Tuesday, June 02, 2009

Rethinking Afghanistan



That was the title of a session today at the CAF conference. The speakers were Robert Greenwald (a documentary film-maker), Anand Gopal (a journalist for the Christian Science Monitor), Roshanak Wardak (Member of the Parliament, Afghanistan) and Ann Jones (author). Dr. Wardak is a native Afghani and the other three panelists have spent considerable time in Afghanistan.

The rethinking the panel urged us to do is about the role of the U.S. military. All four argued that the presence of American military forces makes life more difficult in Afghanistan, and that those forces should be withdrawn, if the well-being of ordinary Afghanis is what we are concerned about.

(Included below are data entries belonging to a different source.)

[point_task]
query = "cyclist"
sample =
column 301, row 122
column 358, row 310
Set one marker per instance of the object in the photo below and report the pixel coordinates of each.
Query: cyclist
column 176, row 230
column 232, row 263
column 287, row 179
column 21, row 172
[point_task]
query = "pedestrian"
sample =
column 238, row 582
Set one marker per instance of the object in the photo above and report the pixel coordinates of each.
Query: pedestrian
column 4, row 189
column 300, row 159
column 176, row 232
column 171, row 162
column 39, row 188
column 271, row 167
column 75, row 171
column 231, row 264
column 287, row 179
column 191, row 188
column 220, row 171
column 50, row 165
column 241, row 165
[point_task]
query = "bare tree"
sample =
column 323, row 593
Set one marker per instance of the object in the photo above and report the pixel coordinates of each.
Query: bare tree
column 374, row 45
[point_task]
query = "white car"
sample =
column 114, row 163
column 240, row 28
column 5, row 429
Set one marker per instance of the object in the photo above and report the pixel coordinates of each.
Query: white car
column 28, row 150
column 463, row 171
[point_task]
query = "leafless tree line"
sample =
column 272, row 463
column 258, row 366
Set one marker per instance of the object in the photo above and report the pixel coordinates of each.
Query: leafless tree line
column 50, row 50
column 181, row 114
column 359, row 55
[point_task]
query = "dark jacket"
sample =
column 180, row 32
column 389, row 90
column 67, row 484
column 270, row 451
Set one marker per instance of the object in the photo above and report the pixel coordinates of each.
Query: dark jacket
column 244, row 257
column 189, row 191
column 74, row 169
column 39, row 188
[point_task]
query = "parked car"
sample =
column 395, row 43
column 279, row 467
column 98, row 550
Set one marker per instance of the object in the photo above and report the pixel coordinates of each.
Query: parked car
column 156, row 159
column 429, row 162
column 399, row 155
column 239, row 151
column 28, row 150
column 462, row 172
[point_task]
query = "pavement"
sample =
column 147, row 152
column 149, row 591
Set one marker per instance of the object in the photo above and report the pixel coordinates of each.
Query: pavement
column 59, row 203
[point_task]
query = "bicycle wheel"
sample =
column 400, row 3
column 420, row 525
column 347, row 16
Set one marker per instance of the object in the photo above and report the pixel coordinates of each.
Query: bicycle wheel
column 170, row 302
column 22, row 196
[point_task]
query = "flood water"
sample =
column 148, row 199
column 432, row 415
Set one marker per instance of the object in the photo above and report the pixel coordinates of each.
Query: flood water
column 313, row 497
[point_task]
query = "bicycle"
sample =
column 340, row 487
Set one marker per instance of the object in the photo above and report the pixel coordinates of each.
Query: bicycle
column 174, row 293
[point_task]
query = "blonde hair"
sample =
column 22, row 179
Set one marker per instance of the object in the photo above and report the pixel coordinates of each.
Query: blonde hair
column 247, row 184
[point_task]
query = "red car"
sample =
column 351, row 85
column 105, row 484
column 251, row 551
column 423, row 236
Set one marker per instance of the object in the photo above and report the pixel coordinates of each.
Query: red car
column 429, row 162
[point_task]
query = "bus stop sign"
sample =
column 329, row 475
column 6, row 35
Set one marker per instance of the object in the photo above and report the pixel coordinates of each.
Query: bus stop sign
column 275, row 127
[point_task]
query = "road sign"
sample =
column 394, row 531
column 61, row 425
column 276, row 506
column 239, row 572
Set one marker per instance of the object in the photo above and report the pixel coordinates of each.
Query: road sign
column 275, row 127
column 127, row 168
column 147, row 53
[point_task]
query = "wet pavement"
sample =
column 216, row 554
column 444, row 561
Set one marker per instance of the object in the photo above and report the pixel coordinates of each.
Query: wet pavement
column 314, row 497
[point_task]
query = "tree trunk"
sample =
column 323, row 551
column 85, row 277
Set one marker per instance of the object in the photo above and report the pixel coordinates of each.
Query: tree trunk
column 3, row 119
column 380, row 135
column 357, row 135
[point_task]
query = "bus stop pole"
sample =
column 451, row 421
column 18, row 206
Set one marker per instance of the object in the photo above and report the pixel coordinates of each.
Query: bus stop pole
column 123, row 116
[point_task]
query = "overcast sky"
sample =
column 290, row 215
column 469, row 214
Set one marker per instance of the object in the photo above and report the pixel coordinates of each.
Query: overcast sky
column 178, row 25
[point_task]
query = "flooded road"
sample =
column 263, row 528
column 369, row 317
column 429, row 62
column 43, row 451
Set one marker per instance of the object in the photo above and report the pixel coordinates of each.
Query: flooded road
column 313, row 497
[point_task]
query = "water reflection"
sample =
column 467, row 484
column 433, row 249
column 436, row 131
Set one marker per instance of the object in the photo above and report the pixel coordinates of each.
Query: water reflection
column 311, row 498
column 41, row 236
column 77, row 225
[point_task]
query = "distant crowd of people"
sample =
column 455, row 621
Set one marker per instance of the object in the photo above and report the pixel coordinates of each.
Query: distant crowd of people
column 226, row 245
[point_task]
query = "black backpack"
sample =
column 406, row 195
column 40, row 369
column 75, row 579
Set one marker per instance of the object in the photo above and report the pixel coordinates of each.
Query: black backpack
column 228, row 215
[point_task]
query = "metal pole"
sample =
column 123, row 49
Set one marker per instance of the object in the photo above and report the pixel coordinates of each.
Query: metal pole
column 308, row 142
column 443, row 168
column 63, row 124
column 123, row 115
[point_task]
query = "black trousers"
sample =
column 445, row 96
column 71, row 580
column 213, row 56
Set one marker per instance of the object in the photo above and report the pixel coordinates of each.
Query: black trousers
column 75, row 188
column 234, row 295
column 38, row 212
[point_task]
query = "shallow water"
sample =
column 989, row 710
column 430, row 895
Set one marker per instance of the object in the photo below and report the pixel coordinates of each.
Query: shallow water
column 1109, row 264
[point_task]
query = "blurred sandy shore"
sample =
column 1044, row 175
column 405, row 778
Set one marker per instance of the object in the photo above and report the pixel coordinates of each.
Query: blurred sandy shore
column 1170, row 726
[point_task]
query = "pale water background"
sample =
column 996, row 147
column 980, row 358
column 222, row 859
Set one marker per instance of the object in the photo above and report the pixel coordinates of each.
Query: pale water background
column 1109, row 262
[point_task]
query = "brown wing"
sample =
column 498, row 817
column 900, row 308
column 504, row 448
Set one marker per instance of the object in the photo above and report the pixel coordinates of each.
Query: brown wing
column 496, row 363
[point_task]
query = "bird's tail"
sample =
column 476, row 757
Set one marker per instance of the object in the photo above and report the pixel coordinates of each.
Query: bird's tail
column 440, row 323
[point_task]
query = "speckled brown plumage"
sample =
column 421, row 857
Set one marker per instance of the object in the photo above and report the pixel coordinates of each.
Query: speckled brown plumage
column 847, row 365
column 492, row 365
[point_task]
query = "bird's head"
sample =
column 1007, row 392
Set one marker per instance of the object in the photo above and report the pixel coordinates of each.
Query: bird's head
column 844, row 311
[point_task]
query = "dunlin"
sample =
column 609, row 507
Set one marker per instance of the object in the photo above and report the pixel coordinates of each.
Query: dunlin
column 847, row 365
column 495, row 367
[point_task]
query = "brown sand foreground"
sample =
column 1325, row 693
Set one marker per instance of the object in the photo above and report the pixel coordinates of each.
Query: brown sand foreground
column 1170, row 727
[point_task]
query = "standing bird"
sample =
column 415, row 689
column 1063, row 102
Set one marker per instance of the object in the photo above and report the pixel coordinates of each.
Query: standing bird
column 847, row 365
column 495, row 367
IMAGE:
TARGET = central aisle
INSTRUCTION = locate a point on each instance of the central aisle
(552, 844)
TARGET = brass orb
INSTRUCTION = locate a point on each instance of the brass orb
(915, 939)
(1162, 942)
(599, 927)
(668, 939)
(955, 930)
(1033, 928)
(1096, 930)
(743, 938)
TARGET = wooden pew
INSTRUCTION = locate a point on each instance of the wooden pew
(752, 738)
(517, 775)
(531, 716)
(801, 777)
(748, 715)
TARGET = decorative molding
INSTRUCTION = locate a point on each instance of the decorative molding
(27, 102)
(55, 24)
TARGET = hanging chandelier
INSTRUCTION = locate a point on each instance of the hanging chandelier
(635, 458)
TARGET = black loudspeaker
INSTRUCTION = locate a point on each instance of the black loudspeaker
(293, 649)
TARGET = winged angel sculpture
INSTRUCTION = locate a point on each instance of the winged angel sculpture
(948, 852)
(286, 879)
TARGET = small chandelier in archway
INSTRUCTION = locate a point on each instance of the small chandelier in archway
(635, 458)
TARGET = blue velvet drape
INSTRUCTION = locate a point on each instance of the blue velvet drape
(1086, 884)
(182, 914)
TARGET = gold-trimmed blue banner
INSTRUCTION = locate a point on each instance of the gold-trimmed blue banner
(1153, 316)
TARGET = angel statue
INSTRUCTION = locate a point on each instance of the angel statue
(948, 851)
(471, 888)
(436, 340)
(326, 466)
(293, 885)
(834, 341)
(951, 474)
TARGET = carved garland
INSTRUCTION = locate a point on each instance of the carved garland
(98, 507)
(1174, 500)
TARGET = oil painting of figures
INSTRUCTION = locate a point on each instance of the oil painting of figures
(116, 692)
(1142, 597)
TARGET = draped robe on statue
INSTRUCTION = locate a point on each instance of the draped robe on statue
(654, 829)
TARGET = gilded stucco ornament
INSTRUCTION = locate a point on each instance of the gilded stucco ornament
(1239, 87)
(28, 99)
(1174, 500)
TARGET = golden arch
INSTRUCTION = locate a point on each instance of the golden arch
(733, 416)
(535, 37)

But the military invasion wasn't about the well-being of the ordinary Afghanis, whatever Laura and George Bush once told us. It was about Afghanistan as a terrorist haven and training camp, and given the similar role of the nearby tribal areas in Pakistan it's not terribly likely that the U.S. military would just leave.

I found the discussion on women's issues most interesting. Several panelists pointed out that the women in Kabul and a few other larger cities may have benefited from the 'liberation' the American forces brought. Girls can go to school in those areas and some women can work outside the home or choose to do without the burqa. But nothing at all has changed for the vast majority of women, especially those who live in very traditional rural areas. One panelist quoted a Supreme Court judge who had stated that women in Afghanistan have two rights: to obey their husbands and to pray at home.

Ann Jones argued that the presence of U.S. forces in rural areas actually diminishes the freedom of local women and girls. The men lock them up to protect them from foreign men. She also pointed out that the U.S. military has been taught to respect the local 'cultures' so well that they only talk to the powerful men in the villages and ignore all other villagers, including all women. But this makes the Afghanis think that the American talk about women's rights is so much hogwash. After all, Americans themselves only pay attention to the men in the villages!

What are we to conclude, then, about the future for the women of Afghanistan if the forces stay or if they leave? The message I got (though I'm feeling unusually cynical, these days) is that their future is gloomy either way but perhaps slightly less so if the forces leave.